映画やアニメを見た後、そのヒーローになった気分になったことはないでしょうか(私も幼少期、ジャッキー・ チェンのカンフー映画を見て、すぐ兄に戦いを挑んだものでした)。あるいは、素敵な出会いの後は、普段見ていた景色がまったく違って見えることがあります。私たちは、ひとつの出会いによってこの世界がまるで違って見える、別世界に生きられる存在です。誰か一人とでもそんな出会いがあれば、全世界が素敵に見えてきます。まさに、この博士たちの帰り道はそのようなものでした。来た道とは別の道で帰るとはただ別ルートを選んだというだけではなく、別の価値観をもって生きるようにされたことの表現でもあると思うのです。


  2.永遠のいのち

博士たちをそこまで変えたのは何だったのか。それはイエスキリストとの出会い、礼拝できたこと・・・だけではありません。そのお方が「自分の救い主として生まれてくださった」からです。博士たちは彼らのもっとも大切なものをささげましたが、あくまで一時的な地上の宝にしかすぎません。しかし、イエス・キリストは神の座を捨ててきてくださいました。天の座を降り、地上で人となられました。しかも、王宮ではなく家畜小屋でお生まれになりました。 盛大に祝われることもなく、セキュリティーもない場所でひっそりと生まれました。博士たちは、自らささげたものに比べれば、この方のなさったことがどれほど偉大で、途方もないことなのか、恐れおののいたことです。


しかも、この方は天の座を駆け下りるだけでなく、やがてそのいのちを自分のために捨ててくださるお方です。

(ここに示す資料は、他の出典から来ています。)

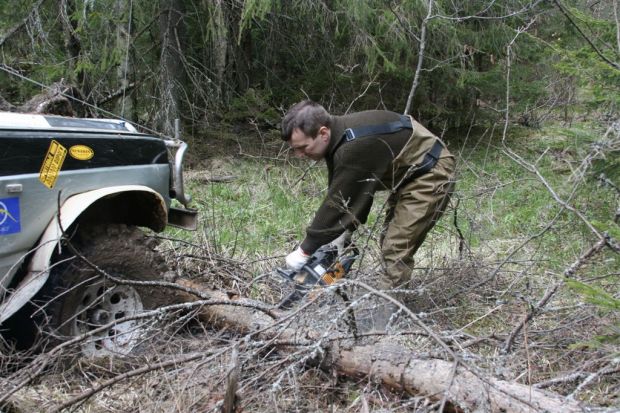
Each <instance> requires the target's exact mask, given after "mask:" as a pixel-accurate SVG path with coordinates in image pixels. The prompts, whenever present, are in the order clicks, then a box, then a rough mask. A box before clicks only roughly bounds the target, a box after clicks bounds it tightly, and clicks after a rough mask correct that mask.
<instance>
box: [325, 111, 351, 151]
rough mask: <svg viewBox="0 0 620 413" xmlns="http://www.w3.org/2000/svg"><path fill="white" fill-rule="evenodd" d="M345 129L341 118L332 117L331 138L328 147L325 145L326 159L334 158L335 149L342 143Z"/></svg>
mask: <svg viewBox="0 0 620 413" xmlns="http://www.w3.org/2000/svg"><path fill="white" fill-rule="evenodd" d="M345 129H346V125H345V122H344V119H342V116H332V127H331V128H330V132H331V136H330V138H329V145H327V152H326V153H325V157H326V158H327V159H332V158H333V157H334V152H336V149H338V147H339V146H340V144H341V143H342V137H343V136H344V130H345Z"/></svg>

いのちの価値は、博士らのささげた黄金、乳香、没薬の比較になりません。博士たちをはじめ、私たち人間の誰も、イエスさまに死んでもらう価値や権利を持っていません。むしろ、神からは遠ざけられ、退けられて当然の汚れた存在です。自分の考えや気持ちにこだわり、その座を譲る、捨てるなんてことは一ミリも考えません。けれども、目の前にはそんな自分のためにすべてを捨ててきてくださったお方がおられます。だから、ひれ伏すしかないのです。今度は、自分が変わってこの方についていくしかないのです。これまでと同じような考え、同じような価値観、同じような言葉を発しません。イエス・キリストのしてくださること、してくださったことはあまりにも素晴らしい。だから、すべてをこの方のためにしたい!と願うのです。


あなたへの最大の贈り物である「罪の赦し」「永遠のいのち」をもらい損なわないようにしてください。自分の宝や自分の座、宝と引き換えにするのはもったいないとしぶらないでください。それは地上のどんな宝物とも比べようがありません。イエス・キリストがくださるのは「永遠」に輝く、朽ちることも、汚れることも、虫がつくことも、腐ることも、色あせることもない真の宝です。


すでに、イエス・キリストはさきに天の座を降り、神の威光を捨てて、人となってくださいました。あたなより先に、ご自分を捨て、いのちまでも与えてくださいました。この差し出された愛を受け取ってください。あなたは神に愛されています。クリスマスの喧噪に流されることなく、しっかりと神からのメッセージを聞き取り、救いの贈り物をいただきたく願います。そして、このとき博士たちがイエス・キリストを囲んで大喜びし、宝をささげ、別人のようにされて帰ったのと同じ経験を、今朝の福岡めぐみ教会でもいたしましょう。  イエス・キリストは王です、救い主です。ハレルヤ、主をほめたたえます!